Publicado 01/06/2026 06:01

O Provedor de Justiça e a Conferência Episcopal da Bolívia apelam ao diálogo diante da crise social no país

Archivo - Arquivo - 19 de março de 2025, La Paz, Bolívia: Motoristas e agricultores marcharam para exigir soluções para a escassez de combustível na Bolívia. Os Ponchos Rojos são um grupo de indígenas bolivianos responsáveis pela implementação das polític
Europa Press/Contacto/Diego Rosales - Arquivo

MADRID 1 jun. (EUROPA PRESS) -

O Provedor de Justiça e a Conferência Episcopal da Bolívia apelaram nesta segunda-feira ao diálogo entre o governo e os movimentos sociais diante da crise social no país, onde os intensos protestos das últimas semanas resultaram em bloqueios de estradas que dificultaram o abastecimento de alimentos, combustível e suprimentos médicos para La Paz e a cidade vizinha de El Alto.

"Reafirmamos claramente que o diálogo sincero, empático e construtivo constitui a única via legítima e eficaz para a resolução dos problemas que nos afligem.
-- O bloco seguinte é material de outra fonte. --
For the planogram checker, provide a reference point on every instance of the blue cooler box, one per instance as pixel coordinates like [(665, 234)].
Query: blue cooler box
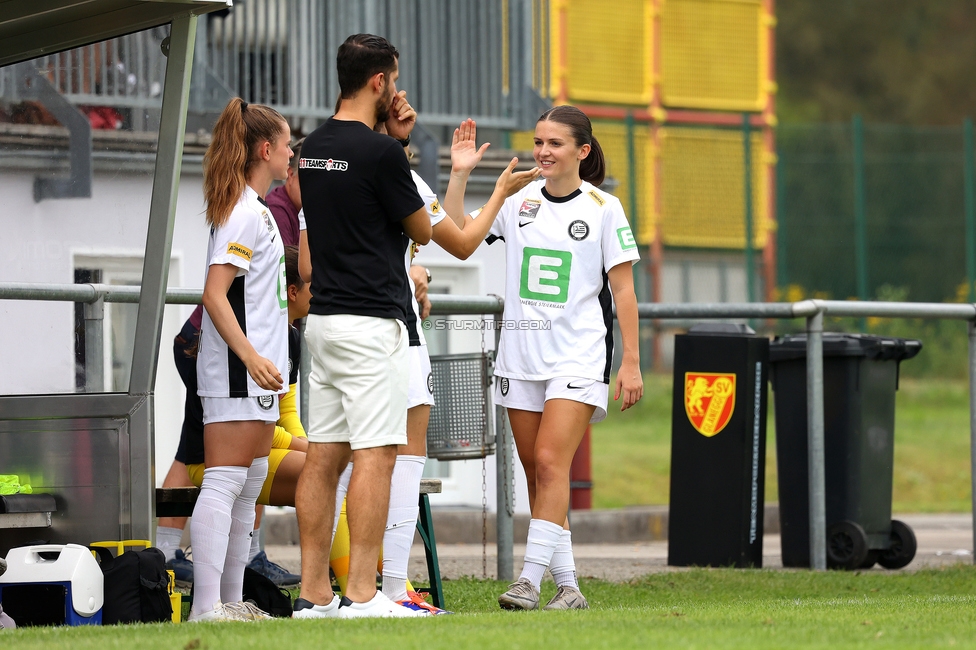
[(52, 584)]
O verdadeiro entendimento democrático nasce da escuta das necessidades mútuas, permitindo alcançar acordos sustentáveis que preservem o tecido social e garantam a convivência pacífica de todos”, afirmaram em uma mensagem dirigida às “autoridades políticas, setores mobilizados, líderes sociais e a toda a população boliviana”.

Diante do endurecimento das posições, o Defensor do Povo e a Conferência Episcopal apelam para que se “abandonem as posições intransigentes” e se “reconsidere as posturas que rejeitam ou protelam a aproximação a uma mesa de diálogo”.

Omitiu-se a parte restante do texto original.